Netanyahu insists that Israel is ready for unconditional talks; he blames the stalemate on the Palestinians for making the settlement freeze a precondition. But Netanyahu also refuses to accept that such talks be directed toward establishing a Palestinian state based on the 1967 borders with East Jerusalem as its capital — and that’s the minimum the Palestinians are prepared to accept. Abbas, meanwhile, feels betrayed that the Obama Administration has backed down from its own insistence that Israel halt construction in occupied territory. That, say the Palestinians, is clear evidence that Washington won’t pressure Israel to do things it’s not willing to do, and that it’s therefore pointless to go through the motions of yet another series of negotiations with an Israeli government more hawkish than its predecessors. (See pictures of Obama’s overseas trips.)

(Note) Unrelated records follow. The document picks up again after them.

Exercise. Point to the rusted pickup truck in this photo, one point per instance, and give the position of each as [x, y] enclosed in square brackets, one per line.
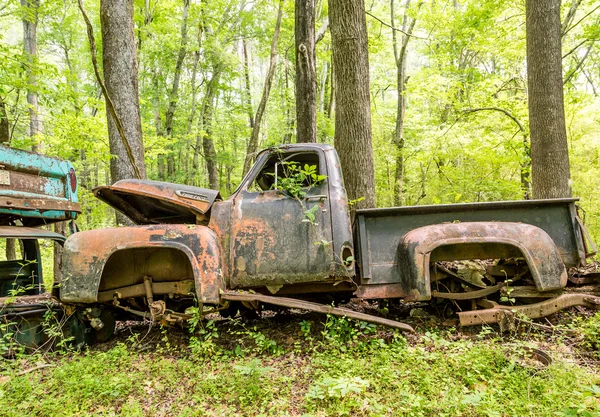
[35, 190]
[287, 237]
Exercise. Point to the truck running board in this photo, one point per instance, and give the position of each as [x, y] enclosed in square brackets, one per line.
[319, 308]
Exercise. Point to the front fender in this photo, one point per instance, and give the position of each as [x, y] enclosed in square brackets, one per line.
[480, 240]
[86, 254]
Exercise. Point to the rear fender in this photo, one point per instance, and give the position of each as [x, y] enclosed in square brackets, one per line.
[87, 254]
[478, 240]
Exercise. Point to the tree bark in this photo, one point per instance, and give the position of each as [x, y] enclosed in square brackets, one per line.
[119, 59]
[30, 21]
[306, 73]
[352, 139]
[4, 125]
[253, 143]
[549, 149]
[121, 77]
[174, 93]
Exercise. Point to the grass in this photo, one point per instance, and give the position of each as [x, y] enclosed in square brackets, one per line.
[301, 366]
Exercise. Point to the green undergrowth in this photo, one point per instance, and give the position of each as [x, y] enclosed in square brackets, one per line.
[305, 367]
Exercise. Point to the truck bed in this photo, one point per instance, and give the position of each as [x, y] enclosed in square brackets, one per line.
[378, 232]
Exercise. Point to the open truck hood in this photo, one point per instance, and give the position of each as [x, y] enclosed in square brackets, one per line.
[154, 202]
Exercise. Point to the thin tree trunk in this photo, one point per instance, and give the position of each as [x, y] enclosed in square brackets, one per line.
[248, 95]
[173, 94]
[400, 56]
[119, 58]
[331, 104]
[324, 85]
[306, 73]
[30, 22]
[4, 125]
[208, 146]
[549, 149]
[253, 143]
[352, 139]
[193, 81]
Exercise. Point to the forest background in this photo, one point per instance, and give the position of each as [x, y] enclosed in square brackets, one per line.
[465, 132]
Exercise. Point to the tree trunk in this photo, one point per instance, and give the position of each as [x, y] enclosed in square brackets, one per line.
[331, 103]
[11, 249]
[4, 125]
[352, 139]
[400, 56]
[30, 22]
[247, 85]
[253, 143]
[121, 78]
[194, 87]
[208, 146]
[549, 149]
[306, 73]
[173, 94]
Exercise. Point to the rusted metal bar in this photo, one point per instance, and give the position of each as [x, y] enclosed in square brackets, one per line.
[471, 295]
[499, 313]
[158, 288]
[319, 308]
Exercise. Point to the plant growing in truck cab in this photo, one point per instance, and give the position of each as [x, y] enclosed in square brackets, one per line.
[296, 181]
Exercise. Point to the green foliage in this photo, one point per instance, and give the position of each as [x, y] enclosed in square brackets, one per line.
[591, 334]
[440, 374]
[464, 56]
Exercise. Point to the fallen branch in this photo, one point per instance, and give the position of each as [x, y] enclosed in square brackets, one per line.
[36, 368]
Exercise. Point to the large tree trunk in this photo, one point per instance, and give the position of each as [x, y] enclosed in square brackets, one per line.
[253, 143]
[352, 139]
[121, 78]
[173, 94]
[30, 22]
[306, 73]
[549, 150]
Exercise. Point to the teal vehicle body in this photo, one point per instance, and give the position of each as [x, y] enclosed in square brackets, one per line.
[36, 189]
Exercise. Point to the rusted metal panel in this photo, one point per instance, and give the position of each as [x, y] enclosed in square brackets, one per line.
[320, 308]
[149, 202]
[497, 313]
[477, 240]
[87, 254]
[271, 243]
[379, 231]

Obama had prioritized resolving the Israeli-Palestinian conflict. But his demands — of a complete settlement freeze by Israel and reciprocal gestures toward normalizing ties with Israel by Arab governments — has been rejected on both sides. And while no recent Administration has had much success in this realm, veterans of the peace process concur that the President’s initial approach was flawed. It may have even done more harm than good, they argue, by raising expectations that could not be met, leaving both sides mistrustful of Washington’s intentions and creating a situation where either Netanyahu or Abbas would be painted into a corner. (That turned out to be Abbas, after Netanyahu rejected Obama’s demands.)